My favourite part of Bethesda games is their role-playing element. I love picking the motivations and actions of my character purely on the basis of what fake attributes I have decided to give them. In the beginning of Fallout 4, the only choice you are given is what sex to be, and your single plot-based motivation is to find your son. An association mysteriously known as “The Institute” kills your lover and kidnaps your son before freezing you in a cryogenic pod, conveniently saving your life from an atomic bomb blast. When you awake, there follows a slew of plot twists and shocking facts about your life and the world around you. The sheer number of twists in the plot isn’t that surprising, considering that you have been frozen for over 100 years.
Fallout 4 is very similar to its predecessor, Fallout 3. Both games are open-world role playing adventure games set in a post-apocalyptic world, and both have a style that combines suburban 1970s America with futuristic technology. Fallout 4 starts off with an amazing animated step by step guide of S.P.E.C.I.A.L.: Strength, Perception, Endurance, Charisma, Intelligence, Agility and Luck. This is the central levelling system in Fallout 4. Each perk is directly tied to the way people treat you in the post-apocalyptic Wasteland, and to how you will be able to explore the game. My go-to is to max out charisma, intelligence and agility, in order to have wider dialogue options. One thing I should clarify: while I LOVE Fallout, I am also very terrible at combat in Fallout. I can’t write much about its immense weapon customization. This is a hugely celebrated part of the franchise, but it is something I never personally explored.
What Bethesda does best is open world gameplay, and Fallout 4 is no exception. You have the freedom to explore outside of the planned storyline and go anywhere you want right from the word go. Fallout 4 is set in the vibrant and colourful environment of Boston, USA. This is a huge difference from the grey, yellow-green swampy tones of its predecessor Fallout 3. As such, exploration is a lot more enticing and rewarding. You can explore from intricate alleys, pathways and tunnels in the heart of Boston, to hydroponic farms run by robots in the wasteland and the barren but breathtaking space of the Glowing Sea where the atom bomb first hit. I was probably a solid 20 hours into playing before I even attempted to follow the story of my character (whom I named Dragonborn, because I’m a goddamn comedian). There is no shortage of stuff to do in Fallout 4: exploring vast spaces, encountering unique monsters, or being led on side missions that range from finding someone’s cat to returning a Deathclaw egg back to its nest.

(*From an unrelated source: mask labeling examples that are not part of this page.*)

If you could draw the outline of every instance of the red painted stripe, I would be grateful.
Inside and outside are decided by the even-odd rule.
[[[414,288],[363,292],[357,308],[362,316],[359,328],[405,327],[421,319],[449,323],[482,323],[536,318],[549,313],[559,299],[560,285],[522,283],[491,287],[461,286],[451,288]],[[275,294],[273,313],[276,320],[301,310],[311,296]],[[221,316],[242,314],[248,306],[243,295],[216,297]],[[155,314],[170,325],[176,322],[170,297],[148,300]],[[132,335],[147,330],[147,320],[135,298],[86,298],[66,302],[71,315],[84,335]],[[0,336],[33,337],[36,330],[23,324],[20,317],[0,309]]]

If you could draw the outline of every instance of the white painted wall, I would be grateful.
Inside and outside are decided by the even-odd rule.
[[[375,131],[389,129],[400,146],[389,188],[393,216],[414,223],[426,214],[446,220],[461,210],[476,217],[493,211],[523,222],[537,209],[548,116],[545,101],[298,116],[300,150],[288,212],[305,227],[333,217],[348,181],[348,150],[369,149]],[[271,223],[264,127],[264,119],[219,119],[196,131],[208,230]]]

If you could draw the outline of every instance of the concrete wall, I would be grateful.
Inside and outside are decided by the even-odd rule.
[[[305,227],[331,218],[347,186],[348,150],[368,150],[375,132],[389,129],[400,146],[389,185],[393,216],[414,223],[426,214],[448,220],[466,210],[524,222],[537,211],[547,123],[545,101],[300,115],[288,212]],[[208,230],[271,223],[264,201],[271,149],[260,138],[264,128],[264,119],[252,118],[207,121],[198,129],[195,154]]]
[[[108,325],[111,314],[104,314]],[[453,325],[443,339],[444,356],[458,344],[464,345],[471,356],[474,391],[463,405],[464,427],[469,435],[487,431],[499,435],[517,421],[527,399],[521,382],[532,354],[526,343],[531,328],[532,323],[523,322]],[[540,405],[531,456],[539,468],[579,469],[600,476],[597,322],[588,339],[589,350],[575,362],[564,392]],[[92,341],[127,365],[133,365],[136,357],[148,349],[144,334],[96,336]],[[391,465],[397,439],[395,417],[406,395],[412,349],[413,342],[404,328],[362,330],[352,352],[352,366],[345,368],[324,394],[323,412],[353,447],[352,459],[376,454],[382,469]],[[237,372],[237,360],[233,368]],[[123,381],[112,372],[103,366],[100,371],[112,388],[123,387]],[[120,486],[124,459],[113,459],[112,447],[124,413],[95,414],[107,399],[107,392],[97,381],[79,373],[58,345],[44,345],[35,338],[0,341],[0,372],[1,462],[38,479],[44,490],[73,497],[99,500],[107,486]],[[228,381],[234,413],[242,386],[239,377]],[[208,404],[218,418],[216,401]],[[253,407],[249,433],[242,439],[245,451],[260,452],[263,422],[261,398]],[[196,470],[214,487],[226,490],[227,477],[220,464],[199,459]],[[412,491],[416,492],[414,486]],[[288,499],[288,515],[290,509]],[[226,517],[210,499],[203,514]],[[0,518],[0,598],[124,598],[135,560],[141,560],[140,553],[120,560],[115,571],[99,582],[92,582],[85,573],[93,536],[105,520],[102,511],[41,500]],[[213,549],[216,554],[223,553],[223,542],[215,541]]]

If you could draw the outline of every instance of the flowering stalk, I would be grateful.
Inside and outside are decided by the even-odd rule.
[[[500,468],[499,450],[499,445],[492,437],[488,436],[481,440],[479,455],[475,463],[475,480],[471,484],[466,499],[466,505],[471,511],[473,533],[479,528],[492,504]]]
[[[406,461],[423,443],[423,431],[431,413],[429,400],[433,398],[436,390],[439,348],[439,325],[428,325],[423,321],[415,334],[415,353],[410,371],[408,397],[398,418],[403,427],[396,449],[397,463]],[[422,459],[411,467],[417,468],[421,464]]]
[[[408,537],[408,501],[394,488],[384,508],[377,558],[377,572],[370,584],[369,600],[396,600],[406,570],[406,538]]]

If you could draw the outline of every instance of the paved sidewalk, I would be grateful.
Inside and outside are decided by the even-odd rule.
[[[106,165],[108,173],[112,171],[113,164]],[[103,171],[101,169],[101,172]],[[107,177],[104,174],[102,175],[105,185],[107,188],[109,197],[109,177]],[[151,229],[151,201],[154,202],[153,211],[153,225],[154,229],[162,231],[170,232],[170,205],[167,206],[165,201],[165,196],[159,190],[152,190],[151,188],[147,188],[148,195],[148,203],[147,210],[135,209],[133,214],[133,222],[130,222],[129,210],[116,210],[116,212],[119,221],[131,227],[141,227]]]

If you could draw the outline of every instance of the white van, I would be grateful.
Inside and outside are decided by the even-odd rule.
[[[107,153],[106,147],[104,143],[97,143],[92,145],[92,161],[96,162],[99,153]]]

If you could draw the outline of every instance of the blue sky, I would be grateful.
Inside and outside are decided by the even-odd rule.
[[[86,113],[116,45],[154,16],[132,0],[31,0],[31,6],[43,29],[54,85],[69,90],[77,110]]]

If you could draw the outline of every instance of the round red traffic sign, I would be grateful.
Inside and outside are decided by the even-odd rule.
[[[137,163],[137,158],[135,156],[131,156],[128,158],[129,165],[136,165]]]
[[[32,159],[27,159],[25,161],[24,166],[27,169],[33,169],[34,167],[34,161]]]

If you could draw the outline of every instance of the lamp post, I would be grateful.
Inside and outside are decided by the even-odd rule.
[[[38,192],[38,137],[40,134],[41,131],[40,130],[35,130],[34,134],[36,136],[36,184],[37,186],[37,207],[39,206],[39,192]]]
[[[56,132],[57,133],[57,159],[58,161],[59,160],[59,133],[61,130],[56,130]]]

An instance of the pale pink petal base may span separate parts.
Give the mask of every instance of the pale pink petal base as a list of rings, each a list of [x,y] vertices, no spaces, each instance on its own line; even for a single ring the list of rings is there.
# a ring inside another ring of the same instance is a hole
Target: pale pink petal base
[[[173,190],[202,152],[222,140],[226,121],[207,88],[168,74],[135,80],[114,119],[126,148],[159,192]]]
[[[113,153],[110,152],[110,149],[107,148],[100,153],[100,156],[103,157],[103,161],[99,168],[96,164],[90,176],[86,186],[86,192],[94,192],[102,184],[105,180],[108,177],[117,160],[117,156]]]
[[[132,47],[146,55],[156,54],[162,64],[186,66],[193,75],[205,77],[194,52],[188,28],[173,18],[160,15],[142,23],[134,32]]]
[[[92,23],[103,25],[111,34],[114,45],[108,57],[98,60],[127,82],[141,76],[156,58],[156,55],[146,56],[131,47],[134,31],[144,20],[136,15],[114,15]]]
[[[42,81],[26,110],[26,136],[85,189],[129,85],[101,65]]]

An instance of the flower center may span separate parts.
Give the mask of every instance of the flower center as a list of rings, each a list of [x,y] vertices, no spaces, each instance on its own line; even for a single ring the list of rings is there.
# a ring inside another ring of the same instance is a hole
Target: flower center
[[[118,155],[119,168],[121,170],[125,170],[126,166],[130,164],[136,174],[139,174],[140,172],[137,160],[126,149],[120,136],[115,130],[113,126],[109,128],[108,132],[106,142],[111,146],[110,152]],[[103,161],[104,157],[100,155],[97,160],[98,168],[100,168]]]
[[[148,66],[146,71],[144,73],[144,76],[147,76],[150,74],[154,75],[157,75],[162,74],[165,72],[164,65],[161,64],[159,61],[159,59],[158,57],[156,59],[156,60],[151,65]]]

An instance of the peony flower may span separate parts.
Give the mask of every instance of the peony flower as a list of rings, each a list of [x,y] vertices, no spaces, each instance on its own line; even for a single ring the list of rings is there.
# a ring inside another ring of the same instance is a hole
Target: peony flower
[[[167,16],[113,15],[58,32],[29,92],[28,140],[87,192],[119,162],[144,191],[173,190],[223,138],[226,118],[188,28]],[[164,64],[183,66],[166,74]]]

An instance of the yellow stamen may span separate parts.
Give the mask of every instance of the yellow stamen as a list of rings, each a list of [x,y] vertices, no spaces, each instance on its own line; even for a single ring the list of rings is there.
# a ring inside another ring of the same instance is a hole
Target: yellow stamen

While the missions were enormous fun, NPCs are a huge part of building an RPG’s universe. Out of the possibly hundreds I met, there were maybe only two or three who really stuck out to me. The rest seemed like lazily written cardboard cutouts. They had no real motivations of their own, and only existed as tools for the player to progress with. If there were a way to be more diplomatic with each faction in the Wasteland, my experience of Fallout 4 would have been a more positive one. I understand that a nuclear post-apocalyptic world is doomed to be inherently savage, but it would have been amazing to explore the world in a truly pacifist mindset. Given the motivations that I had invented for my character in my head, it was impossible to work on both sides of the conflicts destroying the Wasteland. My play through of the game was thus less meaningful than it could have been. Even though Fallout 4 is very impressively made, it was not a very memorable experience overall.